Alternative processes as media critique (f295 cont’d)
While the focus of the f295 symposium was on the relationship between techniques and execution, there was also a powerful thread of critique in much of the work that was presented. The alternative and adaptive photographic methods around which the symposium is organized are alternatives to and adaptations of what have come to be conventional consumer, scientific, and journalistic photographic processes. Speakers Robert Hirsch, Jill Enfield, and Jerry Spagnoli all have produced work that speak to the limitations of media conventions, and suggest that there are risks and consequences to accepting conventional media language at face value. By no means was it the only or the most central common thread at the symposium, but I thought it would be interesting to photojournalists and documentary photographers, especially those who do not work with alternative processes.
Robert Hirsch has produced an installation piece, World In A Jar: War and Trauma , that isolates and decontextualizes images of violence and suffering that surround us, combining photojournalistic images (iconic pictures by Eddie Adams and James Nachtwey are here) with ones from popular culture (publicity still from Pulp Fiction). The pictures are printed twice and mounted back to back, then installed inside glass jars which are then stacked in groups. The pictures are thus recontextualized and meant to raise questions by speaking to one another.

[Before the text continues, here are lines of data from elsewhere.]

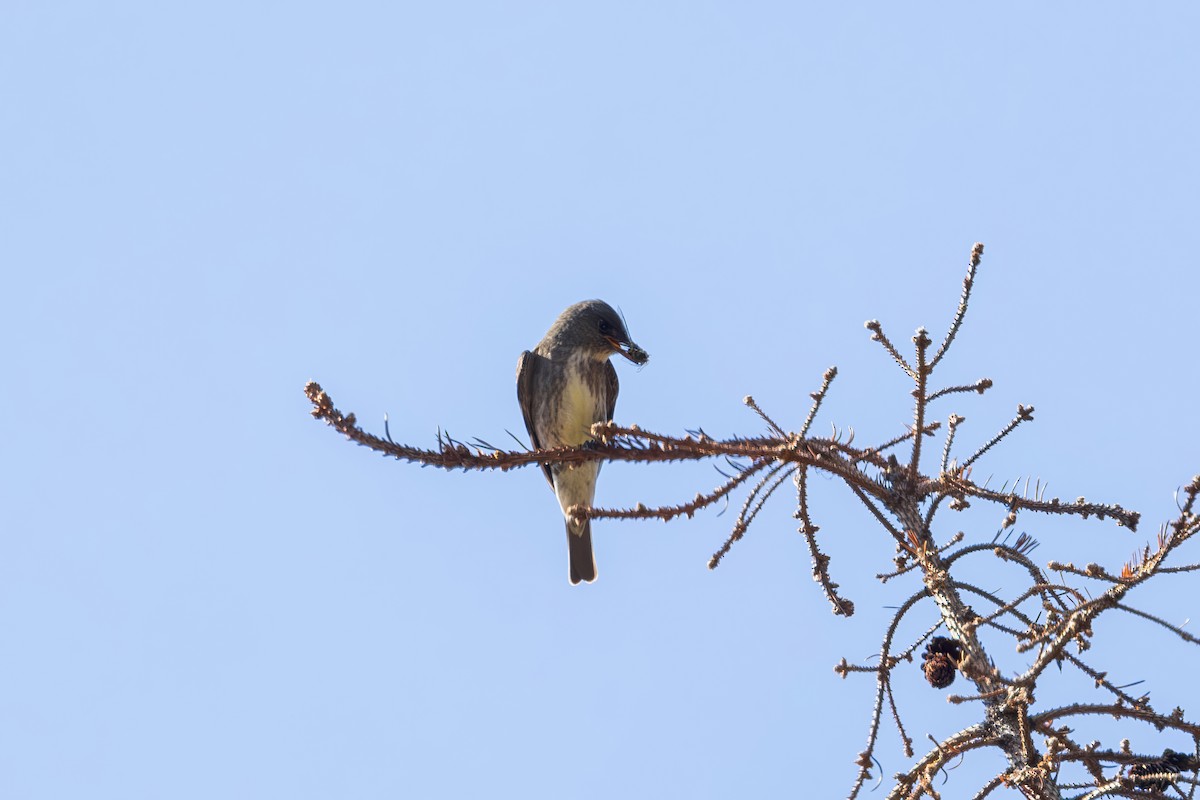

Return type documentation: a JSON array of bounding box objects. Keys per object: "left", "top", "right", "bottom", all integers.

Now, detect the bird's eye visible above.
[{"left": 599, "top": 320, "right": 613, "bottom": 336}]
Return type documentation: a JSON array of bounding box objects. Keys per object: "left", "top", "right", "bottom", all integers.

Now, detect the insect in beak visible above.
[{"left": 607, "top": 337, "right": 649, "bottom": 365}]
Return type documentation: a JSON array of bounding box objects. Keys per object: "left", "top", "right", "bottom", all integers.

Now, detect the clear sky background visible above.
[{"left": 3, "top": 3, "right": 1199, "bottom": 798}]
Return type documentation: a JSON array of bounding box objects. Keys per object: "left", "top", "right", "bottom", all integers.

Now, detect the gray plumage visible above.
[{"left": 517, "top": 300, "right": 648, "bottom": 584}]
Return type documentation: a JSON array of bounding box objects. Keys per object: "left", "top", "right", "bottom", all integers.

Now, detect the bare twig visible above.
[
  {"left": 930, "top": 242, "right": 984, "bottom": 369},
  {"left": 800, "top": 366, "right": 838, "bottom": 438}
]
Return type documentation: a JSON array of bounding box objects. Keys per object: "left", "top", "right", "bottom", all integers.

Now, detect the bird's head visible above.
[{"left": 557, "top": 300, "right": 649, "bottom": 365}]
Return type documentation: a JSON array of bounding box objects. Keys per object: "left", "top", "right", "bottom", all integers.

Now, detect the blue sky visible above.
[{"left": 3, "top": 3, "right": 1199, "bottom": 798}]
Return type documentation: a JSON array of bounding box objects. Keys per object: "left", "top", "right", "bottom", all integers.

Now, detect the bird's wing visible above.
[
  {"left": 516, "top": 350, "right": 554, "bottom": 487},
  {"left": 605, "top": 359, "right": 619, "bottom": 422}
]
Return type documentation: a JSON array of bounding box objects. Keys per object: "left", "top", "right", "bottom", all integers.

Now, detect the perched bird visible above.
[{"left": 517, "top": 300, "right": 649, "bottom": 584}]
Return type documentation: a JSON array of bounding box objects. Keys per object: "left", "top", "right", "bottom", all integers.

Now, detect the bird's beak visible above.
[{"left": 606, "top": 336, "right": 649, "bottom": 365}]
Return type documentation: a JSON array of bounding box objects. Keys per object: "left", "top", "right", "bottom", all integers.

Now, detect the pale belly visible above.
[
  {"left": 544, "top": 370, "right": 607, "bottom": 525},
  {"left": 553, "top": 459, "right": 600, "bottom": 525},
  {"left": 554, "top": 373, "right": 607, "bottom": 446}
]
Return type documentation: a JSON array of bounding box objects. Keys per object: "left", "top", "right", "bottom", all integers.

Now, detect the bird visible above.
[{"left": 517, "top": 300, "right": 648, "bottom": 584}]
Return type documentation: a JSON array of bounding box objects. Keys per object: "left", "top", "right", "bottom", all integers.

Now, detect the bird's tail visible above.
[{"left": 566, "top": 518, "right": 597, "bottom": 585}]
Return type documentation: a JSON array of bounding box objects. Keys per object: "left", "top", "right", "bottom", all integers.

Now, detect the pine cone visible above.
[
  {"left": 920, "top": 637, "right": 963, "bottom": 689},
  {"left": 924, "top": 636, "right": 964, "bottom": 661},
  {"left": 1130, "top": 749, "right": 1193, "bottom": 792},
  {"left": 923, "top": 652, "right": 957, "bottom": 689}
]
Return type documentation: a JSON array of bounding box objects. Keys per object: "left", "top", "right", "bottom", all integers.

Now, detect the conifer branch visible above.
[{"left": 306, "top": 243, "right": 1199, "bottom": 799}]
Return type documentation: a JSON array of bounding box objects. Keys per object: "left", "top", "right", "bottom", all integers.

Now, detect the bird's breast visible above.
[{"left": 556, "top": 372, "right": 606, "bottom": 446}]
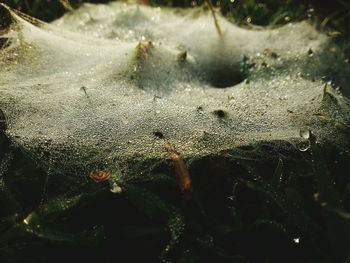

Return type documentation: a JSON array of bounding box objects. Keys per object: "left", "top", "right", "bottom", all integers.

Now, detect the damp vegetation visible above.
[{"left": 1, "top": 1, "right": 350, "bottom": 263}]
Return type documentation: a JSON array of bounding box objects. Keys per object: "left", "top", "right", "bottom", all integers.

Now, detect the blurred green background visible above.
[
  {"left": 2, "top": 0, "right": 349, "bottom": 56},
  {"left": 1, "top": 0, "right": 350, "bottom": 31}
]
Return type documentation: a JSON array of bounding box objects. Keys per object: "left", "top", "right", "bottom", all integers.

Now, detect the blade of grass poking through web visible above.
[
  {"left": 245, "top": 162, "right": 325, "bottom": 256},
  {"left": 124, "top": 184, "right": 171, "bottom": 221},
  {"left": 161, "top": 211, "right": 185, "bottom": 260},
  {"left": 59, "top": 0, "right": 74, "bottom": 11},
  {"left": 124, "top": 185, "right": 185, "bottom": 258},
  {"left": 204, "top": 0, "right": 222, "bottom": 37},
  {"left": 0, "top": 150, "right": 22, "bottom": 217},
  {"left": 309, "top": 130, "right": 350, "bottom": 260},
  {"left": 309, "top": 131, "right": 340, "bottom": 207},
  {"left": 271, "top": 158, "right": 283, "bottom": 192}
]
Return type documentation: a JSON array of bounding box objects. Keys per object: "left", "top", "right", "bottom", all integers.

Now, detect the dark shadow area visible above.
[{"left": 205, "top": 64, "right": 245, "bottom": 88}]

Hirsch has written a lot about photography , and it’s fascinating to see how he has chosen to realize those ideas in a piece. The work is, in his words, a meditation on loss, tragedy, religion, and the nature of evil; Hirsch states that this work is a response to his own questions about the nature of evil that began when he watched the Eichmann trial on television with his family as a boy. It’s also interesting as an example of a kind of stream of consciousness edited group of pictures (not unlike the Tim Barber show at New York Photo Festival) in which the selection of images is necessarily significant, but the specific arrangement is not, and in which the seeming arbitrariness and sheer volume of pictures is part of the argument that is made: the pictures matter but that they are meant to be considered here not as individual pieces but as part of a large and flexible whole.

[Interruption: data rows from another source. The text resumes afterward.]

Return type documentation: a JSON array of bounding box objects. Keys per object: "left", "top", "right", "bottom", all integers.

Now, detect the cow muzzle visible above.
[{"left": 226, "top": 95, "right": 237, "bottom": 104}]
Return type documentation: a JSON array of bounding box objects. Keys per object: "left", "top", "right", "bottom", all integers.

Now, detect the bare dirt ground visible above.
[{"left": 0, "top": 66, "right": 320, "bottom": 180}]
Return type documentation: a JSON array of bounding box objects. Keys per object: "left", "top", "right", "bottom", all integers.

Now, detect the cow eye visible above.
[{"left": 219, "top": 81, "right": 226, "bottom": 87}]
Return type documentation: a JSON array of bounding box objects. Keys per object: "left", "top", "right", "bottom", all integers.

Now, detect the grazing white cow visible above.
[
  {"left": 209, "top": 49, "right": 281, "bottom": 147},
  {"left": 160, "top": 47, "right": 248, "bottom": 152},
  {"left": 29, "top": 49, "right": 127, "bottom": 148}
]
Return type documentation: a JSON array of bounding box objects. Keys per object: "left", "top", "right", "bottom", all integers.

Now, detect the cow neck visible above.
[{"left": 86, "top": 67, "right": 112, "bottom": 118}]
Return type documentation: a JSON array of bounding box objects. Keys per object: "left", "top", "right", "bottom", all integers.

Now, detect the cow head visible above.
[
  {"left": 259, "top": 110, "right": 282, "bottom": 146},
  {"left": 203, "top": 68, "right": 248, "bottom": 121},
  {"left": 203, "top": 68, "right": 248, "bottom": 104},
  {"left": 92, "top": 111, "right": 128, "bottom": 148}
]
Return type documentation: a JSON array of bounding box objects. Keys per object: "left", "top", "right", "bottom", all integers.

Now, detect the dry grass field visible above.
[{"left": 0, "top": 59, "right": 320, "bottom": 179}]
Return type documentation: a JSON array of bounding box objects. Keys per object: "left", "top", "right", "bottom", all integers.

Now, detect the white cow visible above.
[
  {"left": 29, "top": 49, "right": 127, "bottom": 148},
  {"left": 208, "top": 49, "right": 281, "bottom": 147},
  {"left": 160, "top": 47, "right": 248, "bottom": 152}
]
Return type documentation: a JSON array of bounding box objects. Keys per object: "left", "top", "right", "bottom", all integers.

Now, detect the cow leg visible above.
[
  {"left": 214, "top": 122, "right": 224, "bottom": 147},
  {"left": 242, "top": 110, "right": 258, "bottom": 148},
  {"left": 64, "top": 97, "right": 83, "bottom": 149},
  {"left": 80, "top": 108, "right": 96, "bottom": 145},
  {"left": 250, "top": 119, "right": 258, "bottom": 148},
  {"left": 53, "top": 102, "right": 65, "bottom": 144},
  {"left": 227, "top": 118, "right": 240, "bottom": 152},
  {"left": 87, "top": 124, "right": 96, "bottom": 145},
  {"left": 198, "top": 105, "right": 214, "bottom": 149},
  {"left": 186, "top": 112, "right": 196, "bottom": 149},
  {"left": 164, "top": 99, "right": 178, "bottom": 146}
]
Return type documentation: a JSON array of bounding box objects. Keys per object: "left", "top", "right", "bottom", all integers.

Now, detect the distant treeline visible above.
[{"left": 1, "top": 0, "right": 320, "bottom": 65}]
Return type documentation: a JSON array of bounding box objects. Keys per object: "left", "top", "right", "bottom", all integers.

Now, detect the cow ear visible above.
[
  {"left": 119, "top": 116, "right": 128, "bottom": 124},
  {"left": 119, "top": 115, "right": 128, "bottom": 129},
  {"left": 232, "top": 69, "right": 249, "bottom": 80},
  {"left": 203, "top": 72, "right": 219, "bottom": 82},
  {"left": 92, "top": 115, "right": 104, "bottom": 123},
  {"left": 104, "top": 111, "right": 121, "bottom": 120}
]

Where Robert Hirsch works with well-known found images, Jerry Spagnoli has produced several series of pictures using various techniques that question what a photographic document is supposed to look like, and what the world is that it is meant to describe. Jerry Spagnoli’s work includes daguerrotype street scenes, grainy images made from blowing up tiny fractions of negatives (using an enlarger elevated to 12 feet), “photomicrographs” in which he places negatives under a microscope in order to further enlarge them. In these latter two projects, he’s interested in the degree to which he can break down an image and still have it be legible, thereby questioning the reliability of the image as a document. One image that stands out is of police observing an anti-war rally from a San Francisco rooftop. The picture is evidence that someone was there but the only reliable information is the photographer’s statement and the posture, which speaks volumes. The daguerrotypes, he notes, allows for a powerfully vibrant experience of seeing a scene “captured” even as the technology heavily circumscribes what’s possible at all, as “an extraordinarily limited medium for describing the world” but one on which we have no less relied on for documentary information about the past.

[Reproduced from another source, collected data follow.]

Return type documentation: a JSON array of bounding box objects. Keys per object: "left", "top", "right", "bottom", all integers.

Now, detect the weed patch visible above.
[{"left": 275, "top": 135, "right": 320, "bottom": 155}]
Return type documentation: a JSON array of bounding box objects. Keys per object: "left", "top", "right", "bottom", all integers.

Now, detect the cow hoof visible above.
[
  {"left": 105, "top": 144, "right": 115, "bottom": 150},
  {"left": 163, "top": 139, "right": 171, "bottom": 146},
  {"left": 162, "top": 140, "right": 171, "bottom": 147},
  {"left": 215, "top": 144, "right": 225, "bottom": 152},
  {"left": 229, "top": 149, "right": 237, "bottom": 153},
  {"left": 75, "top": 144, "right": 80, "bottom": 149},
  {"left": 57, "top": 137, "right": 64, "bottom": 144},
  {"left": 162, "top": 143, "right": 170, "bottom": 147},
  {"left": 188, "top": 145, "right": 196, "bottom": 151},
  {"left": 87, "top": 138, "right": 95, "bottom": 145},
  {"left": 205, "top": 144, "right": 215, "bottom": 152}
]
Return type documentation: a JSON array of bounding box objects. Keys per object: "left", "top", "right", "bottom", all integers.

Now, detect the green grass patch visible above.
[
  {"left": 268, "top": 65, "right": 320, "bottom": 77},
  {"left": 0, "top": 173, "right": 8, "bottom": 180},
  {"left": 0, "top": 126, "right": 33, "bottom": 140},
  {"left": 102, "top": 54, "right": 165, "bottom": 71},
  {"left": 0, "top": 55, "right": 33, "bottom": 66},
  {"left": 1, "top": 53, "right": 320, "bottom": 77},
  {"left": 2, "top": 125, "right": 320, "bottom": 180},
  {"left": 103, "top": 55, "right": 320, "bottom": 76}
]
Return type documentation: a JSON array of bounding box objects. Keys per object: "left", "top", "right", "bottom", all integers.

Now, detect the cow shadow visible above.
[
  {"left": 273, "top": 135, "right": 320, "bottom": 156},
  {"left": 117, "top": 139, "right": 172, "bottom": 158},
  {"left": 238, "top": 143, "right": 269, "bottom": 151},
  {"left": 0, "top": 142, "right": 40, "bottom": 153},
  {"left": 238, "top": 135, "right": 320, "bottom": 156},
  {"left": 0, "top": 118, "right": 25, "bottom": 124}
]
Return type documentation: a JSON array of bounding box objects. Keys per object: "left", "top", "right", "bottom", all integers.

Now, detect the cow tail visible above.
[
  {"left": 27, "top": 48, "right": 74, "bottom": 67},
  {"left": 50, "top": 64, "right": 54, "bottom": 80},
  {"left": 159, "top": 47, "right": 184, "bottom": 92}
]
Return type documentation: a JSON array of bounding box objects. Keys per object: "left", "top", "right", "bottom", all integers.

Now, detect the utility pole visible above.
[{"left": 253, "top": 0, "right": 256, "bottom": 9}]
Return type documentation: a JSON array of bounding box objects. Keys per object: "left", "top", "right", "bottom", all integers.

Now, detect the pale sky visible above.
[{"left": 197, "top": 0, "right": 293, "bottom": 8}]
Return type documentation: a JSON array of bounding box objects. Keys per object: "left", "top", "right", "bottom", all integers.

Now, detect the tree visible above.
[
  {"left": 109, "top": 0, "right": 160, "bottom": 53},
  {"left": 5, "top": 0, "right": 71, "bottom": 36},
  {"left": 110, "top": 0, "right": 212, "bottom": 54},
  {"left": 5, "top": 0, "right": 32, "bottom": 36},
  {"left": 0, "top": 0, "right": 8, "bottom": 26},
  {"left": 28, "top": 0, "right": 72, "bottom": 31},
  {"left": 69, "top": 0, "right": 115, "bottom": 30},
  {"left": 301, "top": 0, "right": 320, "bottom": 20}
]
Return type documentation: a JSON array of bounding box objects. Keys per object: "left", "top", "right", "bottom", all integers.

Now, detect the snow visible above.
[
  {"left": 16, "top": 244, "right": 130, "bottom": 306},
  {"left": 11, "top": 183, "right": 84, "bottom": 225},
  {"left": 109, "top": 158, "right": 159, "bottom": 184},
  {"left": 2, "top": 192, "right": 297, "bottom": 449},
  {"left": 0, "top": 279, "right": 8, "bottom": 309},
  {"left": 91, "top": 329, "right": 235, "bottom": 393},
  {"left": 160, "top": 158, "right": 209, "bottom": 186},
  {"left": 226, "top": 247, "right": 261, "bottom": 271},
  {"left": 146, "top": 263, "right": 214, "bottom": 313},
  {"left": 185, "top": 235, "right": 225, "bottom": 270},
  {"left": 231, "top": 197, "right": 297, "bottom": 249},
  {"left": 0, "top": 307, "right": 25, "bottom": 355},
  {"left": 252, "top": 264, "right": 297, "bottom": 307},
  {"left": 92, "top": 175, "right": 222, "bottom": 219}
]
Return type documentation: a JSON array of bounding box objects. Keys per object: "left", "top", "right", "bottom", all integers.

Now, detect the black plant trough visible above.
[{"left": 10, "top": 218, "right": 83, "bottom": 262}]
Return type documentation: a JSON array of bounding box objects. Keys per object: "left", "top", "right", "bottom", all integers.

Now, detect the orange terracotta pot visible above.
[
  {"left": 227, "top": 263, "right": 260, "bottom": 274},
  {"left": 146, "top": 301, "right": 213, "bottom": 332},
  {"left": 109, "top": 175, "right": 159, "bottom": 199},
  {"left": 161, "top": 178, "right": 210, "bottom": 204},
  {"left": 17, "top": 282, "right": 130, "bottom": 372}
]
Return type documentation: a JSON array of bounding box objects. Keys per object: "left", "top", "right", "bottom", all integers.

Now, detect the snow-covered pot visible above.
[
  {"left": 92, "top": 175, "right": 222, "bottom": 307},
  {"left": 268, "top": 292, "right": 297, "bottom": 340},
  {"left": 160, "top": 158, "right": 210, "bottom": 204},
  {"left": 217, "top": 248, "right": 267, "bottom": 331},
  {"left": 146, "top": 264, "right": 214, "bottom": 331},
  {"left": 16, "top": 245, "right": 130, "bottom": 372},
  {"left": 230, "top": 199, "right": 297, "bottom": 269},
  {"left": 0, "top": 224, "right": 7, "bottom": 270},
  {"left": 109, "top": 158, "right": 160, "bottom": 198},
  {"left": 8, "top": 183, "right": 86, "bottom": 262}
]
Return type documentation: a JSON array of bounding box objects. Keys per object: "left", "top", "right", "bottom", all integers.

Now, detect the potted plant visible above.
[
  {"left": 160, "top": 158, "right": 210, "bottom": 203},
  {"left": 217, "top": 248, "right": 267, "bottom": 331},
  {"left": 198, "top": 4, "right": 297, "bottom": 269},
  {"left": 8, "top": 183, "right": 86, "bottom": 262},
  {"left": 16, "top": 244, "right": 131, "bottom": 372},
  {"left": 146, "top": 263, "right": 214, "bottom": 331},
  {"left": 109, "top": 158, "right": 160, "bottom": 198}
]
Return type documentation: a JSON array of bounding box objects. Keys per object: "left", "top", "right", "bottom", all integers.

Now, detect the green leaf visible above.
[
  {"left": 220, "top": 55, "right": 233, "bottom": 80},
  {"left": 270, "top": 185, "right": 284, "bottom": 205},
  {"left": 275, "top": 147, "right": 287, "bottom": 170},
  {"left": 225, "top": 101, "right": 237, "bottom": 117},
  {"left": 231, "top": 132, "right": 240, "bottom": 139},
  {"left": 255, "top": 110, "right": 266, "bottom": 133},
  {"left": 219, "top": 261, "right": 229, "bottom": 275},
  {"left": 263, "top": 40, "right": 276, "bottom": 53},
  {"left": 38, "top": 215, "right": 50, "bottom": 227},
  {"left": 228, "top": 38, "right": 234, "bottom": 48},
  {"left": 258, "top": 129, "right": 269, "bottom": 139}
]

Spagnoli’s most interesting work may be his Pantheon (made with a pinhole camera) and Local Stories projects. All of the images in these projects- wide tableau of city scenes, gatherings, or landscapes- feature the sun in the center, the exposures reconciled with photoshop. The projects are inspired by a classical theory that the sun is not an object in the sky but actually a hole in a protective dome that shields us from a great light outside. If the sun is an aperture, then the world is a camera, and we are projections of some reality “out there”. It’s a fanciful idea that informs a group of pictures that are humanistic and comforting. These pictures have the opposite effect of his other projects, which produce a sense of distance; I want these pictures to be reliable.
Jill Enfield’s series of portraits of immigrants in New York came about after thinking about her own family’s experience of immigration as Jews fleeing Germany in 1939, in relation to the ways in which immigration and immigrants have been portrayed in news media since 9/11. Her portraits, all shot in her apartment on wet collodion, require the subject to sit still for 45-60 seconds. That period of silence and immobility, says Enfield, allows something to come through. By using the collodion process, Enfield seeks to access something not available to conventional photography, and produces an image that in its formal qualities is more forceful in its demand on the viewer to consider what the portrait reveals.
For those interested in alternative and adaptive processes, this is a good week to visit Pittsburgh:
Work by f295 presenters and others is on display at 707 Penn Gallery, Pittsburgh PA through 5 July 2008.
Robert Hirsch’s World In A Jar is on display at Pittsburgh Filmmakers to 6 June 2008.
Alternative Focus , featuring the work of Jessica Ferguson and Tom Persinger, is on display at Silver Eye Gallery, Pittsburgh to 14 June.